It is often very difficult to distinguish between loans and gifts in the family context.
This has become a particularly common problem in recent years with the dramatic increase in the value of properties, and parents attempting to this assist their child and partner in the financing of a residence.
The problem arises, typically when the child and his or her partner separate and dispute whether monies advanced by parents were loans or gifts. The parents typically never gave it a moments thought when the monies were advanced, other than in the back of their minds, they likely expected to be repaid if their child and partner separated.
Rarely are such transactions properly documented, and thus litigation can arise as to whether the monies advanced were a loan or a gift.
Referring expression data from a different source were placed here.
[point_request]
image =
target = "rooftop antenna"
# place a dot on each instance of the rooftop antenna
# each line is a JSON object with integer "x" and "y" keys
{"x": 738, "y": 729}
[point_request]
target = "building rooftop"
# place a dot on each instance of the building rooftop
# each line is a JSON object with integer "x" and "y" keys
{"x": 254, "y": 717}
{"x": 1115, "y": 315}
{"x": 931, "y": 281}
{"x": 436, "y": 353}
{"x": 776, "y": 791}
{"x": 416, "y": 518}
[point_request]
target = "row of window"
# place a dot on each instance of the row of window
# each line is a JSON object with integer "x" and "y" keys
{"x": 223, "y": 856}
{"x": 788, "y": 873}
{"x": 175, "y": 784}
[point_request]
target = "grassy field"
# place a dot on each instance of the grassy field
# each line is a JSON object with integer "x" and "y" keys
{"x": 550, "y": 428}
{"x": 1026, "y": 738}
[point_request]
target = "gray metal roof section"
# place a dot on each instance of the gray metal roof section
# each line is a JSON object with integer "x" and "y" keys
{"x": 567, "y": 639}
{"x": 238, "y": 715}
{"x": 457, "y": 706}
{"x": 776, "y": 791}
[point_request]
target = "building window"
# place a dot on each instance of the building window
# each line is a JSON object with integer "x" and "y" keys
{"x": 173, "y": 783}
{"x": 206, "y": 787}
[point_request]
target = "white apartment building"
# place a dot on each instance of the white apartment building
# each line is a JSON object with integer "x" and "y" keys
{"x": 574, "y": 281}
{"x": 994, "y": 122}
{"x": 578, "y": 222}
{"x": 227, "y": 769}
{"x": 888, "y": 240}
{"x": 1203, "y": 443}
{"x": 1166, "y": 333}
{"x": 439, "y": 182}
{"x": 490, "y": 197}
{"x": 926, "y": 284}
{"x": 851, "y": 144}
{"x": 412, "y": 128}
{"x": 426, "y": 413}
Several factors were addressed in Kuo v Chu 2009 BCCA 405 at paragraph 9, where the Court of Appeal adopted the factors described in Locke v Locke 2000 BCSC 1300 as applicable to the question of whether alone or gift was intended:
1) Whether there were any contemporaneous documents evidencing a loan;
2) whether the manner for repayment is specified;
3) whether there is security held for the loan;
4) whether there are advances to one child and not others, or advances of unequal amounts to various children;
5) whether there are has been any demand for payment before the separation of the parties;
6) whether there was any expectation, or likelihood of repayment.
The two aforesaid cases were recently followed in Zellweger v Zellweger 2018 BCSC 1227.
In R.(MF) v R (BP) 2010 BCSC 1063 , the court concluded that no loan was made in circumstances where there was no contemporaneous documents are promissory notes produce to explain why money had been advanced. The repayment was never discussed with the wife, no security was given, no demand was ever made before separation, and no money was repaid to the husband’s father.